The “Next IPA” is, of course, IPA itself. While everyone loves predicting what the next dominant beer style is going to be—“Pilsner! Sour! Pastry stout!”—the industry itself has decided that no matter what the next innovation is that captures the imagination of drinkers everywhere, it will be called “IPA” whether it bears any resemblance at all to the IPAs that have come before it.
It’s understandable, too—that three-letter acronym sells a lot of beer, despite how polarizing it is for some. It has become synonymous with “hops,” which, depending on your point of view, can mean bitter, floral, tropical, citrusy, grassy, oniony, wine-like, and more.
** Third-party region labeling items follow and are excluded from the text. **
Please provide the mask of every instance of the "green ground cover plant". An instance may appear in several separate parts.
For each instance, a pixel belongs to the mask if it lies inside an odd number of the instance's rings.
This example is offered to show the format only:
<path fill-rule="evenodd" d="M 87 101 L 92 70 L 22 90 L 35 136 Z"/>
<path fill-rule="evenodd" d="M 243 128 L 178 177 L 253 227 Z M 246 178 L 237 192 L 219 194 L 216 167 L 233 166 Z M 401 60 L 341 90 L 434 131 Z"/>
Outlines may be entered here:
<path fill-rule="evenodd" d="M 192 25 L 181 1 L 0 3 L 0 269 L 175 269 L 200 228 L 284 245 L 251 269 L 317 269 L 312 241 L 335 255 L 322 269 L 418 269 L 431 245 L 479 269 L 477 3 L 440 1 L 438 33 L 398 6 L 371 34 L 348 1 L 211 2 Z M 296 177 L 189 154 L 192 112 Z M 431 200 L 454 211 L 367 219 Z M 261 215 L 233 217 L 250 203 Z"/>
As a result of that shorthand use, it’s not surprising that you can find beers in the market like “sour IPA,” “black IPA,” or more recent developments like the ultra-dry and minimal-IBU “brut IPA.”
I’m going to withhold judgment as to whether that’s a good thing—ultimately, the entire concept of beer styles is based in the need of companies to sell you beer, and there’s nothing fixed or real to the definitions that marketers have ascribed to various styles over the past century plus of industrial beer production. Ron Pattinson has expounded on that enough times in our pages to relieve you of any romantic attachment to fixed definitions, no matter how hard the BJCP tries to codify them.